Canadian artist and counter-jihad and freedom of speech activist as well as devout Schrödinger's catholic

5 Replies to ““Before a battle with apocalyptic dimensions””

  1. Is this really happening? Looks like it is…

    Bid to bring forward GCSEs so Muslim pupils aren’t fasting for Ramadan while they take their exams (dailymail, Apr 5, 2014)
    http://www.dailymail.co.uk/news/article-2597832/Bid-bring-forward-GCSEs-Muslim-pupils-arent-fasting-Ramadan-exams.html

    “GCSE and A-level examinations could be brought forward for hundreds of thousands of pupils to avoid a clash with Ramadan under controversial proposals.

    Teachers and lecturers in England and Wales are pushing for the summer exam timetable to be altered to help Muslim students who will be fasting when they sit papers.

    School exam boards and universities are considering the radical shake-up from 2016, when the religious period of Ramadan clashes with the exam season….”

  2. “Abdel-Samad: Yes. That’s the only thing that motivated him to go into politics. He does not respect Man-made structures such as parliament and the judiciary because God laid down the law for him 1400 years ago. It just needs to be applied.

    Die Welt: That means that dialogue is not possible with these people …

    Abdel-Samad: … dialogue in this respect is a waste of time.”

    The only way out, is to prove the Koran is fake.
    That the God of knowing the future could no be so dumb.
    And that the God of the future does not write books. Period.
    Why? Go look it up in the original Hebrew.

  3. We may had this one already, however, it goes so nicely hand in hand with that latest dailymail piece.
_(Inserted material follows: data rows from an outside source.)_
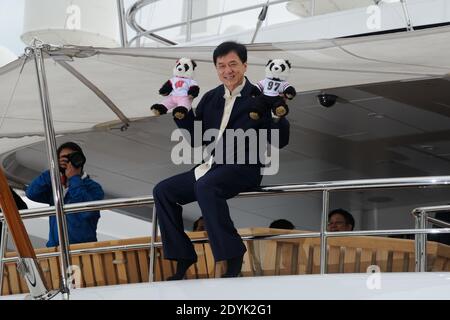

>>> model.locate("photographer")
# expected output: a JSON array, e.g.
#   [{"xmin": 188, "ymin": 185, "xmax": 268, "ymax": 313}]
[{"xmin": 26, "ymin": 142, "xmax": 104, "ymax": 247}]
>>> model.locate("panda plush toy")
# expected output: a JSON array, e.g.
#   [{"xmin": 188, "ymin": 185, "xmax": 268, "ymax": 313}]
[
  {"xmin": 150, "ymin": 58, "xmax": 200, "ymax": 119},
  {"xmin": 249, "ymin": 59, "xmax": 297, "ymax": 120}
]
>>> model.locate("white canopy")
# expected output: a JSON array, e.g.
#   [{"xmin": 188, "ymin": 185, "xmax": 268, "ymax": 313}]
[{"xmin": 0, "ymin": 26, "xmax": 450, "ymax": 137}]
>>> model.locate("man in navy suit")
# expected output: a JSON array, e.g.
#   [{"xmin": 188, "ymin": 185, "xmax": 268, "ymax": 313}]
[{"xmin": 153, "ymin": 42, "xmax": 289, "ymax": 280}]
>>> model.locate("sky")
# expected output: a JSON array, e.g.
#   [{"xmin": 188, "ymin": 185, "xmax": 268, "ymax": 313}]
[{"xmin": 0, "ymin": 0, "xmax": 25, "ymax": 55}]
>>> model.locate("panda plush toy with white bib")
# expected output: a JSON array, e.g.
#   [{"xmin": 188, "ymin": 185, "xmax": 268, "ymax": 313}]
[{"xmin": 249, "ymin": 59, "xmax": 297, "ymax": 120}]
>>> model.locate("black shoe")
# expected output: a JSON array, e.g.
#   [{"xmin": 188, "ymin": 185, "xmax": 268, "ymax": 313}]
[
  {"xmin": 166, "ymin": 259, "xmax": 197, "ymax": 281},
  {"xmin": 222, "ymin": 256, "xmax": 244, "ymax": 278}
]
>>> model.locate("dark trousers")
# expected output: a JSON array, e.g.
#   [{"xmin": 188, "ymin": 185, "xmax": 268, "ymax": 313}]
[{"xmin": 153, "ymin": 165, "xmax": 262, "ymax": 261}]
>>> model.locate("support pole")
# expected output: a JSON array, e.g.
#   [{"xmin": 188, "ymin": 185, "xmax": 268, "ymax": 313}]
[
  {"xmin": 320, "ymin": 190, "xmax": 330, "ymax": 274},
  {"xmin": 33, "ymin": 44, "xmax": 71, "ymax": 300},
  {"xmin": 414, "ymin": 211, "xmax": 427, "ymax": 272},
  {"xmin": 117, "ymin": 0, "xmax": 128, "ymax": 48},
  {"xmin": 0, "ymin": 220, "xmax": 8, "ymax": 296},
  {"xmin": 148, "ymin": 204, "xmax": 158, "ymax": 282}
]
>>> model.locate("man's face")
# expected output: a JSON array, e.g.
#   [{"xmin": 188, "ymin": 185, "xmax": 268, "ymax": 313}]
[
  {"xmin": 58, "ymin": 148, "xmax": 74, "ymax": 173},
  {"xmin": 216, "ymin": 51, "xmax": 247, "ymax": 91},
  {"xmin": 327, "ymin": 213, "xmax": 352, "ymax": 232}
]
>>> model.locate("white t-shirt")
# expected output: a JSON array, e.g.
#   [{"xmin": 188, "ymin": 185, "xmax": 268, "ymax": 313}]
[{"xmin": 194, "ymin": 78, "xmax": 247, "ymax": 180}]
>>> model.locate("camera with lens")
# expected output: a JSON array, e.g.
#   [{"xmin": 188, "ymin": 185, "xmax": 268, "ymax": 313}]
[
  {"xmin": 317, "ymin": 93, "xmax": 337, "ymax": 108},
  {"xmin": 67, "ymin": 151, "xmax": 86, "ymax": 169}
]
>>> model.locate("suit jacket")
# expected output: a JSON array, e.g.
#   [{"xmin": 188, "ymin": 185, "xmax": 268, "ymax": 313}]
[{"xmin": 175, "ymin": 79, "xmax": 289, "ymax": 180}]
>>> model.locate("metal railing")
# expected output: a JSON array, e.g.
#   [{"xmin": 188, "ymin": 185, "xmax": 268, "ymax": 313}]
[
  {"xmin": 123, "ymin": 0, "xmax": 414, "ymax": 47},
  {"xmin": 412, "ymin": 205, "xmax": 450, "ymax": 272},
  {"xmin": 0, "ymin": 176, "xmax": 450, "ymax": 296}
]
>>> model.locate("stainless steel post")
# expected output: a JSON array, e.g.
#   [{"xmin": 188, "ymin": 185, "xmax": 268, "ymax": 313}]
[
  {"xmin": 148, "ymin": 205, "xmax": 158, "ymax": 282},
  {"xmin": 0, "ymin": 221, "xmax": 8, "ymax": 296},
  {"xmin": 320, "ymin": 190, "xmax": 330, "ymax": 274},
  {"xmin": 186, "ymin": 0, "xmax": 193, "ymax": 42},
  {"xmin": 33, "ymin": 44, "xmax": 70, "ymax": 299},
  {"xmin": 117, "ymin": 0, "xmax": 128, "ymax": 48},
  {"xmin": 415, "ymin": 211, "xmax": 428, "ymax": 272}
]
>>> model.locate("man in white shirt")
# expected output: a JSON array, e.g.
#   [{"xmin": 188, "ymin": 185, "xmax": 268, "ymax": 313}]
[{"xmin": 153, "ymin": 42, "xmax": 289, "ymax": 280}]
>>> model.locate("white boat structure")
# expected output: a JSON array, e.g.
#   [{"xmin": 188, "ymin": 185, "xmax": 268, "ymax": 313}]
[{"xmin": 0, "ymin": 0, "xmax": 450, "ymax": 299}]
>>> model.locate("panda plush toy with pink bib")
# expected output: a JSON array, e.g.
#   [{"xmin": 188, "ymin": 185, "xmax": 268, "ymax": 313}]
[{"xmin": 150, "ymin": 58, "xmax": 200, "ymax": 119}]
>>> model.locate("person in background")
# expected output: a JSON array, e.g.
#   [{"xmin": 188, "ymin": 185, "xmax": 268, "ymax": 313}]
[
  {"xmin": 26, "ymin": 142, "xmax": 104, "ymax": 247},
  {"xmin": 327, "ymin": 208, "xmax": 355, "ymax": 232}
]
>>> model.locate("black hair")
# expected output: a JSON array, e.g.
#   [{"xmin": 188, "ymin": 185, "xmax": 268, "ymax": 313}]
[
  {"xmin": 192, "ymin": 217, "xmax": 203, "ymax": 231},
  {"xmin": 328, "ymin": 208, "xmax": 355, "ymax": 230},
  {"xmin": 56, "ymin": 141, "xmax": 84, "ymax": 157},
  {"xmin": 213, "ymin": 41, "xmax": 247, "ymax": 65},
  {"xmin": 269, "ymin": 219, "xmax": 295, "ymax": 230},
  {"xmin": 57, "ymin": 141, "xmax": 86, "ymax": 173}
]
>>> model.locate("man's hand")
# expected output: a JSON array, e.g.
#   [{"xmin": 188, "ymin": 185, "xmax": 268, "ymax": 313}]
[{"xmin": 66, "ymin": 162, "xmax": 81, "ymax": 179}]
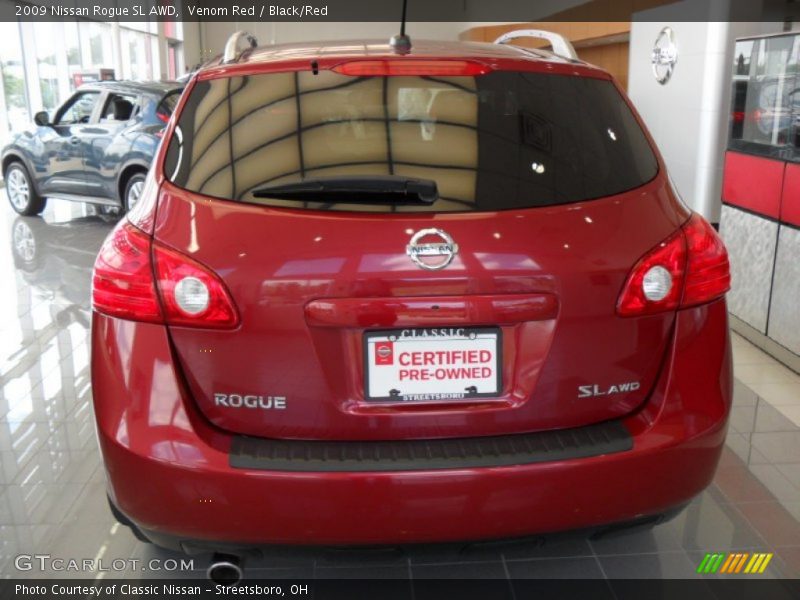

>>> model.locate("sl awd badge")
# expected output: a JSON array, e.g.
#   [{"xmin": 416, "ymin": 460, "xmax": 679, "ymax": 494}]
[
  {"xmin": 406, "ymin": 228, "xmax": 458, "ymax": 271},
  {"xmin": 578, "ymin": 381, "xmax": 641, "ymax": 398}
]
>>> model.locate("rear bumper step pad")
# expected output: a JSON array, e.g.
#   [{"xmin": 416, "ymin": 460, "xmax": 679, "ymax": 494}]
[{"xmin": 230, "ymin": 421, "xmax": 633, "ymax": 472}]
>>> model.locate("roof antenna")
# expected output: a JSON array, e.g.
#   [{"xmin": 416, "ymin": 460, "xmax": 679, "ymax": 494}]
[{"xmin": 389, "ymin": 0, "xmax": 411, "ymax": 54}]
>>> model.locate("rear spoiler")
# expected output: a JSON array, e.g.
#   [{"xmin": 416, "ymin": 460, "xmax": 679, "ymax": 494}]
[{"xmin": 494, "ymin": 29, "xmax": 579, "ymax": 60}]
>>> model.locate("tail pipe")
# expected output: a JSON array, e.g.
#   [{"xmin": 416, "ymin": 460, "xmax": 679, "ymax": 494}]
[{"xmin": 206, "ymin": 554, "xmax": 244, "ymax": 586}]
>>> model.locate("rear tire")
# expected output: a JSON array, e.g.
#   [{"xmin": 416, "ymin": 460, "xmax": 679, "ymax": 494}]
[
  {"xmin": 4, "ymin": 162, "xmax": 47, "ymax": 217},
  {"xmin": 122, "ymin": 171, "xmax": 147, "ymax": 213}
]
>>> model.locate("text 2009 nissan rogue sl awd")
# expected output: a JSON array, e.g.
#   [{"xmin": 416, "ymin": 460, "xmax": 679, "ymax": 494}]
[{"xmin": 92, "ymin": 32, "xmax": 732, "ymax": 549}]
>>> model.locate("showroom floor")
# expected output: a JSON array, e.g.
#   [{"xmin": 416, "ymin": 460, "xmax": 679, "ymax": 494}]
[{"xmin": 0, "ymin": 200, "xmax": 800, "ymax": 579}]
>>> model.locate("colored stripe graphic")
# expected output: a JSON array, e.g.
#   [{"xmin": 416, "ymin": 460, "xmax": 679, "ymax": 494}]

    British Muslims with diabetes need more healthcare support during Ramadan (manchester, Jan 21, 2014)
    http://www.manchester.ac.uk/aboutus/news/display/?id=11410

    “The first study in the UK to explore the beliefs which influence the experience and practices of British Muslims’ diabetes management found tensions often exist between observing the important religious ritual in accordance with their faith and the competing need to manage their health.

    Lead author Dr Neesha Patel, from The University of Manchester, said the research – published in the Journal Health Expectations – showed British Muslims with diabetes would like support and advice from their GP on fasting safely, providing their GP was trained, emphatic and understood the significance of Ramadan for Muslims with diabetes.

    There are 3 million people in the UK with diabetes, and a further 850,000 who have undiagnosed Type 2. It is six times more common in the South Asian population and four times more common in the Bangladeshi and Pakistani groups than the general UK population. Recent figures suggest approximately 325,000 Muslims have diabetes in the UK.

    Short-term risks of fasting include poor diabetes control and dehydration. Longer-term risks include a reduced quality of life and increase in mortality.

    The research, funded by the National Institute for Health Research Collaboration for Leadership in Applied Health Research and Care Greater Manchester (NIHR CLAHRC GM), found many saw fasting during Ramadan as a religious duty which should be fulfilled by all Muslims in spite of living with diabetes….”

  4. Yucki you are right the herd of people is being culled of the stupid and gullible, unfortunately a lot of good people will be culled at the same time.